The past few weeks have been a return to winter here in Western Pennsylvania. Temperatures have been in the 20’s and 30’s (with a few tumbles down into the teens) and there have been a series of snow squalls that for minutes at a time, anyway, look like a return to the blizzards of February. The snow melts quickly, though, and the patches of blue (or slightly less cloudy) skies roll over us.
The crocuses have flowered and faded. The daffodils in the warm soil next to the house are flowering (the deer ate the tulips…maybe next year). The “feral” daffodils in the orchard are standing tall and green, but their flower buds are still tightly closed. The lilac by the street and the honeysuckle at the edge of the field are covered with fat, green leaf buds and are waiting for a couple of warm days to open up. One errant honeysuckle growing in the shelter of the low branches of a spruce tree has actually leafed out already. Its light green leaves glow in the dark shade of the spruce.

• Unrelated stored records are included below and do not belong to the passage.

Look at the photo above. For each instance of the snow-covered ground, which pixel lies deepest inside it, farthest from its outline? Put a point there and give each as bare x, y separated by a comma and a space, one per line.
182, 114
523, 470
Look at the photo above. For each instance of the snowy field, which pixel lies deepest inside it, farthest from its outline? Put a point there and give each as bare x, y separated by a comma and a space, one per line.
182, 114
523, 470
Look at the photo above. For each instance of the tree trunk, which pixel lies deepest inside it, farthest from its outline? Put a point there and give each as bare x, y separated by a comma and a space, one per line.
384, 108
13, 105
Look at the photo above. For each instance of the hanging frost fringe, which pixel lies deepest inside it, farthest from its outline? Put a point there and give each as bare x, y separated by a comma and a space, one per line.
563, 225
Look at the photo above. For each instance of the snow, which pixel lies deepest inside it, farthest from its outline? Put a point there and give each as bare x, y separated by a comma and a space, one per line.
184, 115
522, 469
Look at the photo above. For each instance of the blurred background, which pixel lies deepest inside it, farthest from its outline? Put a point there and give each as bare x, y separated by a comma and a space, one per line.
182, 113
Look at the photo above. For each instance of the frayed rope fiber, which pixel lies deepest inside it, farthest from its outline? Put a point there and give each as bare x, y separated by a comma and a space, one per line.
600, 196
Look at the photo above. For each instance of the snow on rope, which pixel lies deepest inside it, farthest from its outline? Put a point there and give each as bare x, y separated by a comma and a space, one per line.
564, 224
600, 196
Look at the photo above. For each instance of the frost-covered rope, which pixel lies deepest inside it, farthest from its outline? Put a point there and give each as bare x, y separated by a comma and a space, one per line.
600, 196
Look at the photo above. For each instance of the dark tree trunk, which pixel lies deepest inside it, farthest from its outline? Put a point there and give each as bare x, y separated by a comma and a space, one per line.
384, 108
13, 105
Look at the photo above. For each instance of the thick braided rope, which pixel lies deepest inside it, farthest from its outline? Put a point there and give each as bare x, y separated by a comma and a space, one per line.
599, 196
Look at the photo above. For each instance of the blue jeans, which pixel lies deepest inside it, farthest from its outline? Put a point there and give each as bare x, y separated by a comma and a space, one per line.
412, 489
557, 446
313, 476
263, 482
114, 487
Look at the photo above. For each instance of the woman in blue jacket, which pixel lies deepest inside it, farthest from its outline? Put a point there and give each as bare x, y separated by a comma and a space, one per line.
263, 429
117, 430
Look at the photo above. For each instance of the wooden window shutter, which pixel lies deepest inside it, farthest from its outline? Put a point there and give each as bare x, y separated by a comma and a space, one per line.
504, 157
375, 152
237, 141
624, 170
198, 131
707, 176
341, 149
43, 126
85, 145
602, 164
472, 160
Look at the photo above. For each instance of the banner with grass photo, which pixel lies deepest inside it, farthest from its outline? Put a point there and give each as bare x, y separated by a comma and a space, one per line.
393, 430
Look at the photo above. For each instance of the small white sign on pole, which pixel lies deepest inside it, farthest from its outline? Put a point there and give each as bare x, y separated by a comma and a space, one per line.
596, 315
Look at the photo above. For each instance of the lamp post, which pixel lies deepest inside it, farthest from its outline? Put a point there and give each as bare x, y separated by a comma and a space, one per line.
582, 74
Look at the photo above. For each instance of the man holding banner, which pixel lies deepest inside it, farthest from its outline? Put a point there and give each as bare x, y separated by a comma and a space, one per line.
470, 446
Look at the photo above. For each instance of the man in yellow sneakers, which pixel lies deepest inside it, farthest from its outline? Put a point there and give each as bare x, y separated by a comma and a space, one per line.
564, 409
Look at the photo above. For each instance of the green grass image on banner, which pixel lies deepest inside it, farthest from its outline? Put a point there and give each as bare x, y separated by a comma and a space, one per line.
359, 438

This morning I woke up to a dark, low sky and a steady fall of snow. This winter view contrasted with the chorus of bird songs that was rising up with the dawn. Robins, cardinals, Carolina wrens, and titmice were all in great voice and volume. The males are doing all of the singing, and their intentions are more fundamental than pure joy and aesthetics. The long, cold nights are quite stressful on birds. They use up a substantial amount of their energy reserves just keeping their bodies warm enough for survival. On awakening, a male can really show off his vigor and fitness by blasting off into long, loud, complicated songs. The chorus is intended to both intimidate potential male competitors and also impress potential female mates! It is reproductive and evolutionary warfare going on right before our ears!
More and more spring and summer birds have arrived in our area. Red winged blackbirds are staking out territories along the streams and wetlands. Common grackles are investigating the bird feeders and leaf piles for food. Eastern bluebirds are flying around the edges of the fields looking for tree hole nesting sites. I heard the piliated woodpecker out on the campus Nature Trail two weeks ago and am watching out for the migrating kinglets and spring warblers.
Last fall, I left great piles of fallen leaves all around my yard and field. I am very happy to report that the robins, juncos, blue jays, and grackles congregate around these piles and spend many hours each day digging through the leaves in search of insects and worms. The leaf piles have added a great deal to the overall quality of my yard ecosystem! I never liked raking leaves anyway!
Also, Spider, my box turtle started eating a week and a half ago. He’s into his second container of strawberries and at the end of his first dozen nightcrawlers. He looks great and is ready for warm days and long runs (in his own way, of course) across the front lawn.
More soon! Enjoy the forming season!